Il se mit derrière moi et fit couler un liquide froid sur mes fesses. Son doigt caressa mon petit trou puis s’introduisit à l’intérieur. Le lubrifiant faisait son travail et il entra sans problème. Il continua ainsi un petit moment, ajoutant un deuxième puis un troisième doigts. Le trio digital coulissait en moi. La sensation était étrange.

Je sentis à nouveau la froideur du lubrifiant puis un contact qui n’était pas celui des doigts qui m’avaient fouillés plus tôt. Marc poussa, le gland entra et buta sur mon muscle.

— ne te contracte pas, me dit-il doucement.

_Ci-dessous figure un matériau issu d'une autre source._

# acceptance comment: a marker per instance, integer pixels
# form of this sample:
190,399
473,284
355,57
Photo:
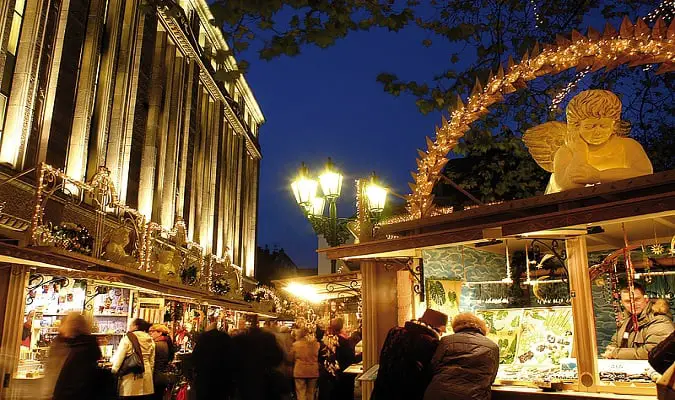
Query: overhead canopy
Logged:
77,266
646,197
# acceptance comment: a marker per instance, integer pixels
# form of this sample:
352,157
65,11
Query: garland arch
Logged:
633,44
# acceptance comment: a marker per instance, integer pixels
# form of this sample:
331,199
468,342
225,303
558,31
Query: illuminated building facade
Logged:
130,85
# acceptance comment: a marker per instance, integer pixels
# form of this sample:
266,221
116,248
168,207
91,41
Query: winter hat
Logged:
434,318
466,321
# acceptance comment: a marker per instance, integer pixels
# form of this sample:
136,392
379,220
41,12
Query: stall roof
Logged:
73,265
652,195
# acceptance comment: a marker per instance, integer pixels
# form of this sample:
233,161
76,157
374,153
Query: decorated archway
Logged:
632,44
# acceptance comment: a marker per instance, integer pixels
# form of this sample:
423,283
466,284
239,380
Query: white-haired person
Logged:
465,363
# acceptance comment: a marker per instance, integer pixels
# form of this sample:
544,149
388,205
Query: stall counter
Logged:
524,393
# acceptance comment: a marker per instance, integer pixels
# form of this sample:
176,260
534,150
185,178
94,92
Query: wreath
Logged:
189,275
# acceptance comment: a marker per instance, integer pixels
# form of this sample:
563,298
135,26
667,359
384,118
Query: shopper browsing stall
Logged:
654,324
136,381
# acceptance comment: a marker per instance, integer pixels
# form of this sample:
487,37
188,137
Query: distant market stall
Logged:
544,272
73,247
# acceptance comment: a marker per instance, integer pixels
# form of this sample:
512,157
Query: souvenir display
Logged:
504,329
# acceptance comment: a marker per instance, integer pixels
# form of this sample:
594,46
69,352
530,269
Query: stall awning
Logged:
651,194
77,266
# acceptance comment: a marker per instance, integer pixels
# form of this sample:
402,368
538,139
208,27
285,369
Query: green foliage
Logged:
491,167
488,32
436,292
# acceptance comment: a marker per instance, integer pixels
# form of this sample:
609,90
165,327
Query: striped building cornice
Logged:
187,48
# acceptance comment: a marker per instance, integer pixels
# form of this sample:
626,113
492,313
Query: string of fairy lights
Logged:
538,20
633,43
665,10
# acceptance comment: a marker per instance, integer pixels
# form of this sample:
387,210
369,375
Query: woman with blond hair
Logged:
465,363
305,355
136,385
72,369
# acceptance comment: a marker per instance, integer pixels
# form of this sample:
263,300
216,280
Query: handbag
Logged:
132,364
665,386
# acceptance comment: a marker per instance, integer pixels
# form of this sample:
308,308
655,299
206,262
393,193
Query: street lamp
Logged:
332,228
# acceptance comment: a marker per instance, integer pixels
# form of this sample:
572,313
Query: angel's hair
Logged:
594,104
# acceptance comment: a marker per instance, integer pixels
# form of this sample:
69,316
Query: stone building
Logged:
130,85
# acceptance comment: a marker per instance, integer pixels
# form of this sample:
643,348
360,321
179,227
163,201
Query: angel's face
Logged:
596,131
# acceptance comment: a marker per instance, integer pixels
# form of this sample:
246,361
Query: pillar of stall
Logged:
585,343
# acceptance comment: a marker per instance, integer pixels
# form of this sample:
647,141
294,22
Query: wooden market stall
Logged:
89,253
543,272
585,222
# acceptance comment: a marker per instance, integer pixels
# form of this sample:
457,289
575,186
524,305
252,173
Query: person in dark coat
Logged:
345,356
212,360
258,358
465,364
405,358
164,352
79,376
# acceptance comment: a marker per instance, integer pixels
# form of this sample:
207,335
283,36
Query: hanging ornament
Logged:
630,276
656,248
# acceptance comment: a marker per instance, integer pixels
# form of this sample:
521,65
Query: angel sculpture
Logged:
591,147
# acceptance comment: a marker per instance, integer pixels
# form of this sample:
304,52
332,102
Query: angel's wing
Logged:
543,141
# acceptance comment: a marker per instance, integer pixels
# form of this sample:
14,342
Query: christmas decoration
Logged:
189,275
72,237
635,44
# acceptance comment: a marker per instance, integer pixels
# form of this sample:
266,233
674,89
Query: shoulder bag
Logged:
132,364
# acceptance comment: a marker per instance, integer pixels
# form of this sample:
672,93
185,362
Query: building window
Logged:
12,46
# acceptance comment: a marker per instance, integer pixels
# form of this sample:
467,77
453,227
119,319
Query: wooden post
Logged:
10,337
370,346
585,341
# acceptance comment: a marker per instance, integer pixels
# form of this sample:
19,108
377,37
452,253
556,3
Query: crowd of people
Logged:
416,363
250,363
275,362
417,360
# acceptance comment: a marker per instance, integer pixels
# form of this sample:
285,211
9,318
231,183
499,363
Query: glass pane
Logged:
521,294
19,6
631,323
3,111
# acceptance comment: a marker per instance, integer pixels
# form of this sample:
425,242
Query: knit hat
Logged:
434,318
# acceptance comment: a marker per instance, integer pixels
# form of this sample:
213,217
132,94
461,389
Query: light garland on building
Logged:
635,44
538,21
665,10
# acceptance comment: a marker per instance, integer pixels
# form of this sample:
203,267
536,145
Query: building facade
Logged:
130,85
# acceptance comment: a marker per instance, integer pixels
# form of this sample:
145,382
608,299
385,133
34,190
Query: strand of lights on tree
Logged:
665,10
570,86
636,44
537,18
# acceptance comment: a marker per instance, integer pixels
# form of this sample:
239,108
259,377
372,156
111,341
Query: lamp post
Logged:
331,227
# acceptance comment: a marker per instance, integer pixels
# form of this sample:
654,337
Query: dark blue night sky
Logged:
326,103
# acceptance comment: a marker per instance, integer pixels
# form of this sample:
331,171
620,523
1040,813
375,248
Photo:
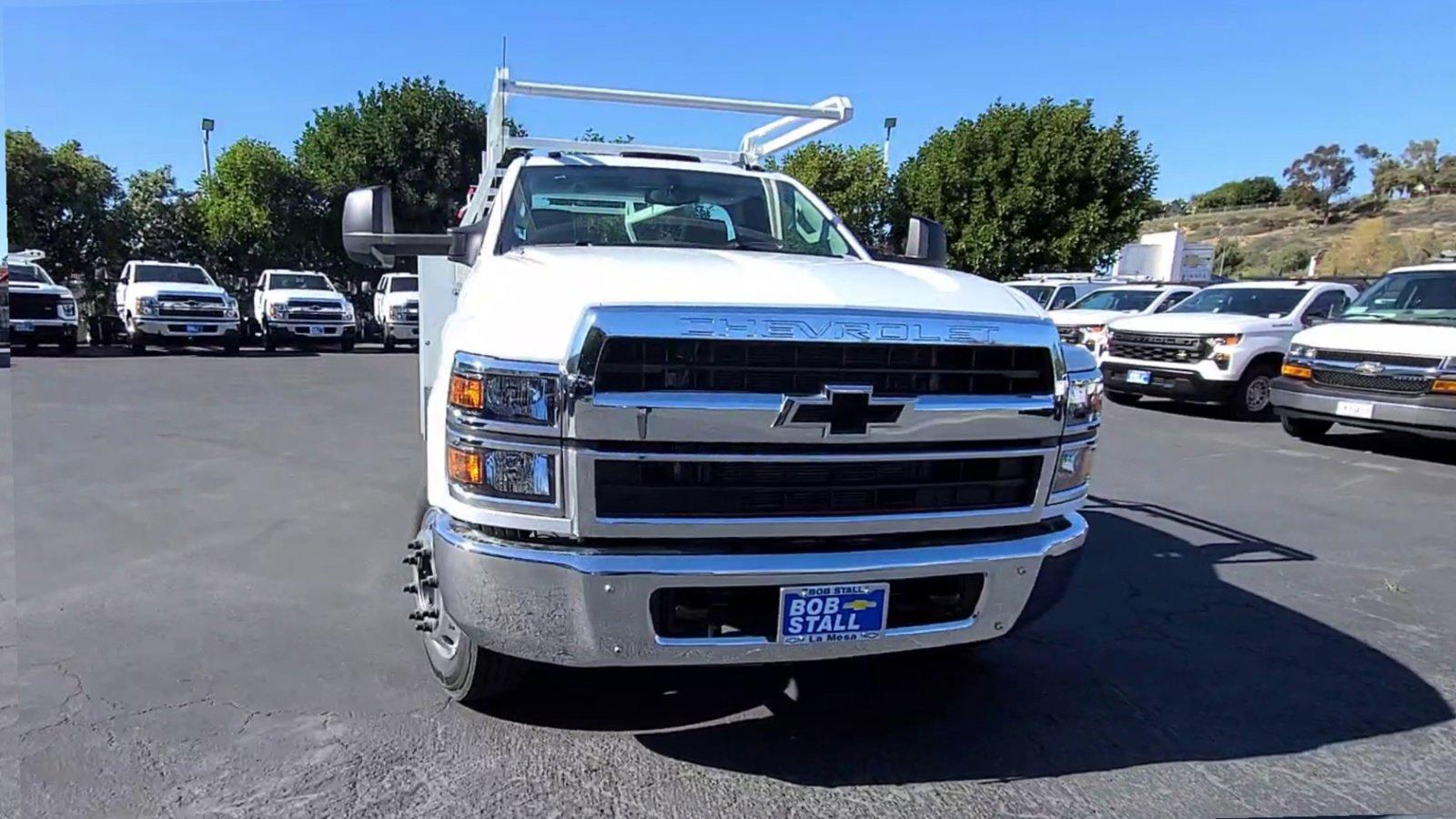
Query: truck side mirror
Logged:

Il en avait de bonne lui ! Malgré tout, avec une infinie douceur et autant de patience, le gland rubicond franchit la barrière et s’engouffra dans la brèche. Le sexe entra dans sa totalité dans mon boyau, m’arrachant un cri de douleur. Il se retira à moitié, et me repénétra. Il me fit l’amour tendrement. Je ne bandai pas, concentrée sur ce qui m’arrivait. Je sentis son sexe glisser sur ma paroi, je sentais ses veines, le bourrelet du gland. Je restai silencieuse. Pas de gémissement, pas de cri de plaisir.

Il me pénétra un long moment avant de me mettre sur le dos. Ramenant mes genoux sur mon buste, il entra à nouveau. Puis comme pour la fellation, je sentis le spasme avant coureur de l’éjaculation. Il se laissa aller, inondant mon fondement de son sperme chaud.

Il se retira, m’embrassa et me présenta son sexe. Dans un état second, je me mit à la bouche. Le gout acre du mélange sperme, sécrétions anales et lubrifiant me retourna l’estomac. Mais je m’appliquai du mieux que je pouvais.

— tu es formidable, me dit-il.

Je me mis à pleurer. Autant par le compliment que par l’humiliation de cette première sodomie.